At present, the parties have little option but to reiterate support, with Giorgia Meloni’s far-right Brothers of Italy the only party voicing vociferous opposition. There is a strong temptation to view this as not the beginning of a new phase, but a parenthesis to be superseded by a ‘return to normal’ as soon as possible.
What next? There are two basic scenarios, hinging on the January 2022 presidential election. The role of the president has moved from mostly ceremonial to politically substantive. Incumbent President Sergio Mattarella has stayed the course, providing soft-spoken, effective leadership, ensuring crucial backing for Draghi who was seen as a logical successor until his February appointment as prime minister changed matters.

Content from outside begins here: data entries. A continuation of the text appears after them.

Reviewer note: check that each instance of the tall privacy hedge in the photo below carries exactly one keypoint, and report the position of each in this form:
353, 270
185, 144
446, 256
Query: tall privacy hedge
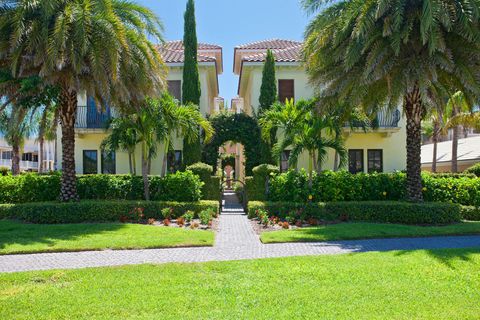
331, 186
181, 186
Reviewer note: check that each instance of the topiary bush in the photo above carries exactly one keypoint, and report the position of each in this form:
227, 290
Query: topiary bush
97, 211
475, 169
181, 186
369, 211
211, 186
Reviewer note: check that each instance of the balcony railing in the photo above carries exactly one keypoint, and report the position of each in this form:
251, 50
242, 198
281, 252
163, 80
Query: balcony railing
383, 120
90, 118
24, 165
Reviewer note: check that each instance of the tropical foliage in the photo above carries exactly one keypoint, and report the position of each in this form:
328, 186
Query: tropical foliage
101, 47
303, 130
390, 53
156, 122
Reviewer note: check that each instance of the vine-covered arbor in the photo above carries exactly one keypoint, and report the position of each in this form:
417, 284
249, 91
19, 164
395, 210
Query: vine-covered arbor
238, 128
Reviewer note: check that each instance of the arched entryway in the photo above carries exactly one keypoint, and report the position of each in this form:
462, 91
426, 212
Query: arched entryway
238, 128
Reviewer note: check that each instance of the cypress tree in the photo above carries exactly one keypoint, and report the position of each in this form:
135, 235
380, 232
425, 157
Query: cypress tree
268, 90
191, 91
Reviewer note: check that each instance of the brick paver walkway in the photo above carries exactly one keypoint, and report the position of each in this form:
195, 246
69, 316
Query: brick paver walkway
235, 240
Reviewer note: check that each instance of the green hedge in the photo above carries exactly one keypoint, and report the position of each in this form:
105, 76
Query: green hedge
331, 186
371, 211
475, 169
211, 186
471, 213
181, 186
96, 211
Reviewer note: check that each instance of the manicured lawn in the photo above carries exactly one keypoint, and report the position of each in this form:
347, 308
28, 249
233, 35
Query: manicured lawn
16, 237
395, 285
346, 231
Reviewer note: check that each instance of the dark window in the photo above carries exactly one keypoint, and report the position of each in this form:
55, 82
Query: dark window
175, 89
174, 161
7, 155
286, 90
90, 158
284, 161
27, 157
108, 162
375, 161
355, 160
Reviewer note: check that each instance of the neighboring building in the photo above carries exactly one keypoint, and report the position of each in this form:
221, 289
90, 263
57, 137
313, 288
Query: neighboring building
381, 150
29, 157
90, 126
468, 154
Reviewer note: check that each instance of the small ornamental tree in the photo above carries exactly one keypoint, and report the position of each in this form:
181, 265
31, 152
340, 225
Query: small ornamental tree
191, 90
268, 90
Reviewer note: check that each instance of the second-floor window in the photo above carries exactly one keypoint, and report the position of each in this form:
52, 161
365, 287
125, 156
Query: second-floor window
175, 89
355, 160
286, 90
7, 155
284, 161
174, 161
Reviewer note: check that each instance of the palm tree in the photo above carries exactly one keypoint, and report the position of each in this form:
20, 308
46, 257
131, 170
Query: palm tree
183, 121
16, 127
155, 122
381, 53
100, 47
457, 104
304, 130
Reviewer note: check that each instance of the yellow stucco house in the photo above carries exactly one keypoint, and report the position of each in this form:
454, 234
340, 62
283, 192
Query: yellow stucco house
381, 150
90, 124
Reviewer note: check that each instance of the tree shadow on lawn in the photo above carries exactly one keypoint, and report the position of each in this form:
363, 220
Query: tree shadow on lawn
448, 256
444, 249
16, 232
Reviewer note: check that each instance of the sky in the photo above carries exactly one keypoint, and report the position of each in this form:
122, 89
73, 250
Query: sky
229, 23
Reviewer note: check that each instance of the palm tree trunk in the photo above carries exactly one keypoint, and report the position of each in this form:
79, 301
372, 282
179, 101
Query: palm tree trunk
455, 143
41, 143
311, 161
146, 184
130, 164
165, 158
68, 114
15, 158
413, 110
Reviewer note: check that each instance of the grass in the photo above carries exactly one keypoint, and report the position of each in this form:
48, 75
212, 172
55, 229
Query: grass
439, 284
350, 231
16, 237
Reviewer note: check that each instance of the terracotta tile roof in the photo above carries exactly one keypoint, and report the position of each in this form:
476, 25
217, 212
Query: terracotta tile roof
178, 45
291, 54
172, 52
269, 44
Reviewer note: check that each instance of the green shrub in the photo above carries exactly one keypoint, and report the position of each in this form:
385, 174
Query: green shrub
97, 211
371, 211
25, 188
211, 187
471, 213
475, 169
331, 186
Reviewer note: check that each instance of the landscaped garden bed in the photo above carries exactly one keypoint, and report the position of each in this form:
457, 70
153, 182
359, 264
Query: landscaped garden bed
17, 237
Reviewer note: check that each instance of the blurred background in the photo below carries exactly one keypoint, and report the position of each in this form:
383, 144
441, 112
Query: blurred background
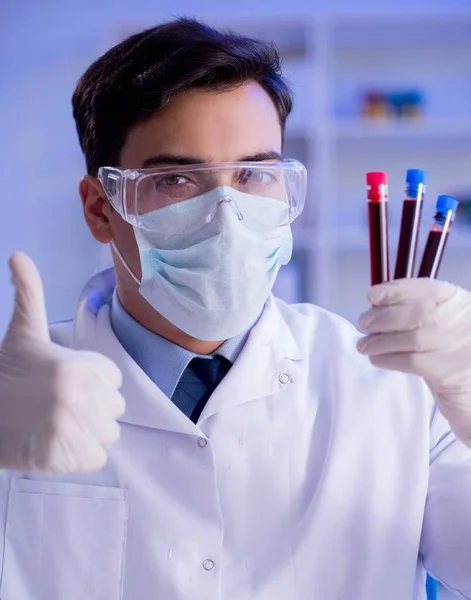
382, 85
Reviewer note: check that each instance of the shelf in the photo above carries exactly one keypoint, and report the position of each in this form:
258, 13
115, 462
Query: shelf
356, 238
358, 129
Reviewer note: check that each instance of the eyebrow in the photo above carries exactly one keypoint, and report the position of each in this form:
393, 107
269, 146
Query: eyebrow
177, 159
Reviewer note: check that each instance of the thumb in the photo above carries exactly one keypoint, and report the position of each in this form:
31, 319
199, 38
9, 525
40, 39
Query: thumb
29, 314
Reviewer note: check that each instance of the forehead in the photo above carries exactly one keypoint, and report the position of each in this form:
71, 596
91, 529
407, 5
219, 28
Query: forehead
214, 126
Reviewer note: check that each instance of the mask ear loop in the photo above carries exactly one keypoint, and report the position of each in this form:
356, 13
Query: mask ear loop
124, 263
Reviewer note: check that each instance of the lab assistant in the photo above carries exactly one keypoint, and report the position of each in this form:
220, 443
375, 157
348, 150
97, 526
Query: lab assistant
309, 471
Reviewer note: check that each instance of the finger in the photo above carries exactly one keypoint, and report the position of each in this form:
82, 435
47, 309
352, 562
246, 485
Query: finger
408, 291
418, 340
398, 317
29, 314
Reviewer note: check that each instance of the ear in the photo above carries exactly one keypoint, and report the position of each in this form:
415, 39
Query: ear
96, 208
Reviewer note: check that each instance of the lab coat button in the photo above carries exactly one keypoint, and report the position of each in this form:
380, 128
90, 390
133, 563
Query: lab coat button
284, 378
208, 565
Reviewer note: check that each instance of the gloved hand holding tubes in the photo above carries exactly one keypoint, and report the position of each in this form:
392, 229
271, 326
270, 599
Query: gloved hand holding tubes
58, 407
423, 326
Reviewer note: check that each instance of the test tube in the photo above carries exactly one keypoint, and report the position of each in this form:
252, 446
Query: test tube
438, 235
410, 224
377, 188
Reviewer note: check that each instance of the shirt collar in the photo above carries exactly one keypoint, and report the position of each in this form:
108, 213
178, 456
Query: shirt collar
163, 361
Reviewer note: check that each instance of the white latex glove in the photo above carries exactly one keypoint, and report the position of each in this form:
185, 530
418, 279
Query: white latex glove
423, 326
58, 407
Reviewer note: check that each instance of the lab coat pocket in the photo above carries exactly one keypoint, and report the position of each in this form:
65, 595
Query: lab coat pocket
64, 541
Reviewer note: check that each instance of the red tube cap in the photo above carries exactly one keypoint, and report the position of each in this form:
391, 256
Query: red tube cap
377, 178
377, 186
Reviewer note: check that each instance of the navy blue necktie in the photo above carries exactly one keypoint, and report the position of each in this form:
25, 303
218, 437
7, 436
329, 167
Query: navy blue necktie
198, 382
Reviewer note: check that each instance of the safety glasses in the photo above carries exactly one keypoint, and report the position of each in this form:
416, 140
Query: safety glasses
136, 194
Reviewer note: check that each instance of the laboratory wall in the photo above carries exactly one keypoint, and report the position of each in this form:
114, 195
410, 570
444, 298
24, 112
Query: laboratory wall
45, 46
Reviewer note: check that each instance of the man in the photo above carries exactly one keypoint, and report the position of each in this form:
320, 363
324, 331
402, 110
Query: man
262, 455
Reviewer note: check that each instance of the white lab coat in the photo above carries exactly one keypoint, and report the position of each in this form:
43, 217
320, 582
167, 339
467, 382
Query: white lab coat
310, 475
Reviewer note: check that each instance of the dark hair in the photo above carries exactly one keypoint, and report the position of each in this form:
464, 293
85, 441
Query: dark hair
140, 75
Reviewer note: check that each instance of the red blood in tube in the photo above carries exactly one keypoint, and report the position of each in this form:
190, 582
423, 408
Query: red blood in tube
430, 256
406, 245
378, 227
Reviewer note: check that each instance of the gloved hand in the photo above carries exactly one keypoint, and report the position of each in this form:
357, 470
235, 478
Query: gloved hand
58, 407
423, 326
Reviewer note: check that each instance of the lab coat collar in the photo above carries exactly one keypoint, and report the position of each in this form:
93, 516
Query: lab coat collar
269, 351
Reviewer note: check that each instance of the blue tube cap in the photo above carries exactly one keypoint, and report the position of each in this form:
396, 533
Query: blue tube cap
416, 176
446, 203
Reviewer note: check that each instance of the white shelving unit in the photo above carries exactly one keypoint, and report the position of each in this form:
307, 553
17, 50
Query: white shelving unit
330, 62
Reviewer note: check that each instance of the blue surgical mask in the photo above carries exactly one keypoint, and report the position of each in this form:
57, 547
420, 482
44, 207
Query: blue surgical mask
213, 281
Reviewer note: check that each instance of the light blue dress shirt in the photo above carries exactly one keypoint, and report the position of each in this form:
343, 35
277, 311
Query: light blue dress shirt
163, 361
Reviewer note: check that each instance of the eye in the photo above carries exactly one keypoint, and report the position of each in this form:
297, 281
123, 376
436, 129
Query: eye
248, 176
171, 180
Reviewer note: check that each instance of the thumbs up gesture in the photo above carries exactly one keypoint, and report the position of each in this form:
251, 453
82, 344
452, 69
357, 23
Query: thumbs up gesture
58, 407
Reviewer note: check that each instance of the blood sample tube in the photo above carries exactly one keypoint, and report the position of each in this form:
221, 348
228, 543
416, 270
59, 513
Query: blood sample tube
410, 224
438, 235
377, 188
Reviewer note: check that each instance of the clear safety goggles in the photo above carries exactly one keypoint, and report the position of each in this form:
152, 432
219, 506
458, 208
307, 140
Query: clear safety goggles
138, 193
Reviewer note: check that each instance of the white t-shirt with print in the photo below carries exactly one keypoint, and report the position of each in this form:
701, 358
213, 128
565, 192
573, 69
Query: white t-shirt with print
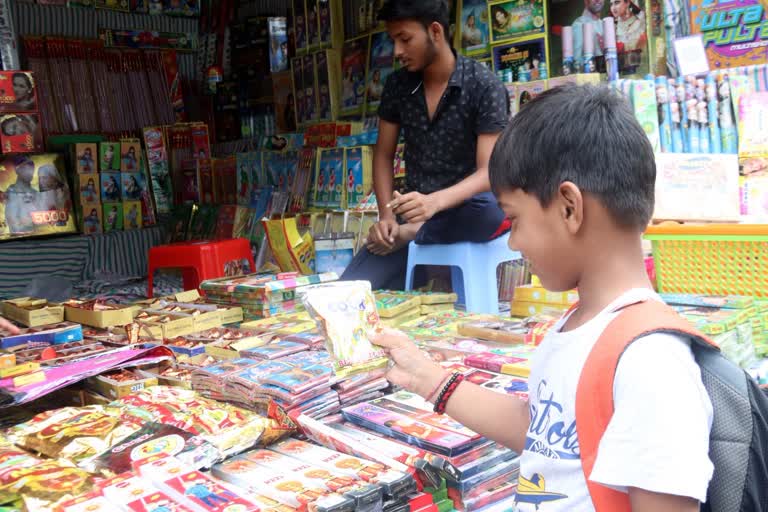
657, 439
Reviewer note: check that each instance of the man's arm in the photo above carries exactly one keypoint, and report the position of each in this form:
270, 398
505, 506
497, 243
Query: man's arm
475, 183
416, 207
501, 418
383, 172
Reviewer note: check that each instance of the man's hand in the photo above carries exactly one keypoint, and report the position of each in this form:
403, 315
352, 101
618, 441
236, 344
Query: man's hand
415, 207
8, 326
382, 237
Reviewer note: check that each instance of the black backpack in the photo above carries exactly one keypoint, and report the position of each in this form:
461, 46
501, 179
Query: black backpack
738, 443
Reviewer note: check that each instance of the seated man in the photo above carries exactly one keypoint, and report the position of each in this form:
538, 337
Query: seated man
451, 111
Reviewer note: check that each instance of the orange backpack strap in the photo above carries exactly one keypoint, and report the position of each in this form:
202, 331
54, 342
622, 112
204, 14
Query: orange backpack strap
594, 394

Scenario 1: Draghi becomes president in 2022, giving way to new prime minister
If Draghi decides to run for president, he would have large but not necessarily unanimous support. A new prime minister would have to be approved by parliament and the choice could easily open a phase of political bickering and instability. This would almost certainly lead to early elections favoured by those who would stand to gain most, namely the Brothers of Italy and Matteo Salvini’s far-right League, with Enrico Letta’s Democratic party watching from the side. Giuseppe Conte’s Five Star Movement would strongly oppose early elections as they could lose over two-thirds of their MPs.
A relationship between Draghi as president and a prime minister of a different conviction could prove difficult. Inevitable confusion could impact the country’s ability to fulfil its EU obligations. This crucially important aspect is largely absent at present from the political discussion.
Scenario 2: Draghi stays prime minister until the end of the current legislature in 2023
Alternatively, Draghi could opt to stay on as prime minister until the end of the legislature in 2023, renouncing the presidency. This could happen in two ways.
This could happen in two ways. Mattarella could be convinced to run for a second term, with the understanding he would resign in 2023 and make way for a Draghi succession. He has repeatedly made clear his reservations about a solution he considers constitutionally problematic. But faced with a unanimous appeal from the country, he could accept the solution and Draghi would continue at the head of the same coalition, putting paid to the idea of early parliamentary elections. This would be by far the best and more rational solution, but its chances are receding for now.
If Mattarella on the other hand insisted on leaving, parliament would have to elect a new president, opening new uncertainty. Draghi would still be in control of the country’s policies, but the Mattarella-Draghi team responsible for the speed and efficiency of Italy’s response to NGEU commitments would not be easily replicated.
Draghi would have to give up his bid for the Italian presidency in 2022. There would be much-needed continuity in the government, but the new president would most likely be a weaker figure. There has also been speculation Draghi could seek to replace Charles Michel as president of the European Council after 2023.
In all these outcomes, Draghi, in whatever capacity, will probably be able to keep a lid on the frustration and discontent with a political system in disarray. He will count, if not on outright support, on a generalised subservience long enough for Italy’s accounts to be put in some semblance of order. But beware of a fractured political system threatened with dissolution. Investors in Italy, while staying alive to the opportunities from the new Draghi-led phase of stability, should stay alert to potential difficulties ahead.
Antonio Armellini is Vice-President of the AIICP Italy-India Association, a member of the OMFIF Advisory Board and a former Italian diplomat.